What I found most disturbing about both Courtney Dunbar and Larry VanDyke’s ant-gay editorials was the authors’ shared view of the pursuit of civil rights and liberties as some sort of brutal, zero-sum game.

Mr. VanDyke, for example, seems to be asserting that any time “tolerance” for homosexuals becomes state policy, religious freedom will automatically be impinged. Why, I would ask, can’t we have both religious freedom and gay rights? Why can’t I have the freedom to live my life and structure my family as I see fit, while also standing by the right of a christian fundamentalist to teach his children that homosexualtiy is wrong? THat is the logic of both Lawrence and, arguably, Goodridge- that the state may not favor one group’s pursuit of “the good” over another’s without concrete reasons that amount to more than a set of abstract moral and philosophical opinions. This is what real pluralism is all about- and it is a founding and core value of American democracy (as evidenced by none other than the Constitution’s guarantees of religious freedom).

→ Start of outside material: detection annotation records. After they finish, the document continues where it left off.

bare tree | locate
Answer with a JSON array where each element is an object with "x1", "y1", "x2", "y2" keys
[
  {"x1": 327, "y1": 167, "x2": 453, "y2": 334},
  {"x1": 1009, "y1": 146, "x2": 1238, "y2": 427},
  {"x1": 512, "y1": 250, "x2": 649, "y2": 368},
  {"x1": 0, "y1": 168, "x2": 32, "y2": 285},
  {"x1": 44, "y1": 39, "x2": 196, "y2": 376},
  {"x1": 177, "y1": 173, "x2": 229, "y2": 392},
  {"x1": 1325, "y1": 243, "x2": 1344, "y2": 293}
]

This kind of democratic pluralism was also a primary value of the Civil Rights Movement. Ms. Dunbar’s narrow-minded desire to shut certain people out of the legacy of that movement, to act as if it were the sole property of herself and her group (and whomever else they choose to recognize as having suffered “like them”), is evidence of a particularly infuriating kind of narrow-minded arrogance. Fortunately, her sentiments are not shared by the likes of Nelson Mandella and Coretta Scott King, both of whom have recognized that the struggles for gay rights and racial equality, while by no means equivalent, are rooted together in many common principles and values.

Many GLBT people will spend their lives living in fear of very real harassment and persecution from the homophobic majority. Whatever one thinks about same sex marriage (I am on the fence for a variety of reasons), to suggest that their efforts to be free of this sort of injustice constitute nothing more than an attempt to oppress others and mock the struggle for equality is profoundly offensive. The promises of freedom and equality before the law belong to all of us, as does this country. Mr VanDyke and Ms. Dunbar would do well to remember that fact.